Hamilton hat noch eine Gnadenfrist, Foto: Autosport
Hamilton hat noch eine Gnadenfrist, Foto: Autosport

Angesprochen auf die Kritik, die Coulthard vor ein paar Monaten an der Entscheidung McLarens übte, Lewis Hamilton zu verpflichten, meinte Hill, das läge wohl daran, dass auch David Coulthard einmal einer jenen jungen Fahrer war, in die man große Hoffungen gesetzt habe. "Lewis ist die Zukunft, er wird viele Jahre in der Formel 1 sein und da kann man nur hoffen, dass er erfolgreicher sein wird und mehr aus seinen Möglichkeiten macht. Man muss zugeben, dass man jetzt schon von dieser Warte aus auf DCs Karriere zurückblicken kann." Außerdem sei die Kritik sowieso nicht angebracht, erklärte Hill weiter, denn Hamilton habe als GP2-Meister immerhin schon bewiesen, dass er schnell ist und auch bei McLaren unter den Fittichen von Ron Dennis ein gutes Zuhause gefunden hat.

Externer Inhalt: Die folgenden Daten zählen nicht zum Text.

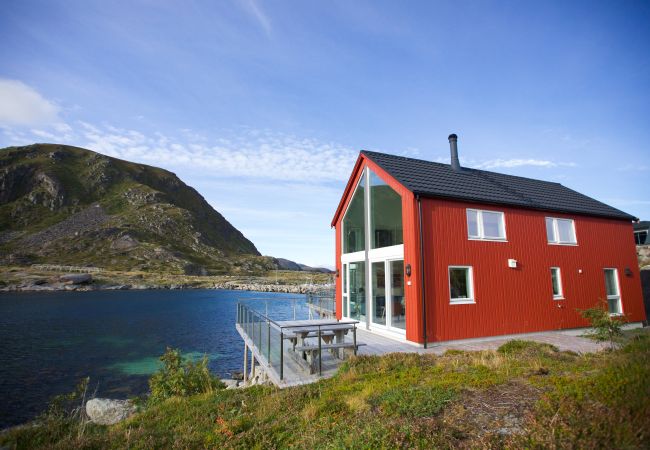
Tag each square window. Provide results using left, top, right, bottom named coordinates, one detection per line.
left=466, top=209, right=506, bottom=240
left=449, top=267, right=474, bottom=303
left=546, top=217, right=577, bottom=245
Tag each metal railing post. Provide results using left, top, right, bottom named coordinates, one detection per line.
left=267, top=320, right=271, bottom=364
left=353, top=325, right=357, bottom=356
left=318, top=325, right=322, bottom=376
left=280, top=330, right=284, bottom=380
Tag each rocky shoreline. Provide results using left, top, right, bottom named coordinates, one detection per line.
left=0, top=277, right=331, bottom=294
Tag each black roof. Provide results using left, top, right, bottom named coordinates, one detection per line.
left=362, top=150, right=636, bottom=221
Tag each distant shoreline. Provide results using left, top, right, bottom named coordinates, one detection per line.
left=0, top=282, right=330, bottom=294
left=0, top=266, right=334, bottom=295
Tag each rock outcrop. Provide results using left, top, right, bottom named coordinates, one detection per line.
left=85, top=398, right=137, bottom=425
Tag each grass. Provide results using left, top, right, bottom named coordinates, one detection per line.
left=2, top=329, right=649, bottom=449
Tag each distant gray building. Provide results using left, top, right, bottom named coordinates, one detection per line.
left=634, top=221, right=649, bottom=245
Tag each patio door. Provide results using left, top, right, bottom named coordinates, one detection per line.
left=370, top=258, right=405, bottom=333
left=345, top=261, right=366, bottom=322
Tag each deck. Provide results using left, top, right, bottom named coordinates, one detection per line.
left=237, top=300, right=610, bottom=388
left=236, top=320, right=353, bottom=387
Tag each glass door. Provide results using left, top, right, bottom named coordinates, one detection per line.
left=348, top=261, right=366, bottom=322
left=389, top=260, right=406, bottom=331
left=371, top=262, right=386, bottom=326
left=369, top=258, right=405, bottom=333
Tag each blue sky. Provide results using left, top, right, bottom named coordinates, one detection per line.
left=1, top=0, right=649, bottom=267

Trotz allem müsse sich der junge Engländer anstrengen und müsste schnellstens in der Lage sein, auch seinen großen Teamkollegen Fernando Alonso zu schlagen. "Die erste Saison ist die schwierigste, aber er muss Fernando Alonso hart auf den Fersen bleiben und dann wird auch sein Selbstvertrauen wachsen." Sollte er es aber am Ende der Saison nicht geschafft haben, Alonso das eine oder andere Mal auszubremsen, dann werde es schwer für ihn. "Man muss sehen, dass große Fahrer wie Michael Schumacher, Alain Prost, Ayrton Senna mit einem Paukenschlag eingestiegen sind. Sie waren einfach da, waren schnell, schneller als ihre Teamkollegen und waren von Beginn an vorne dabei."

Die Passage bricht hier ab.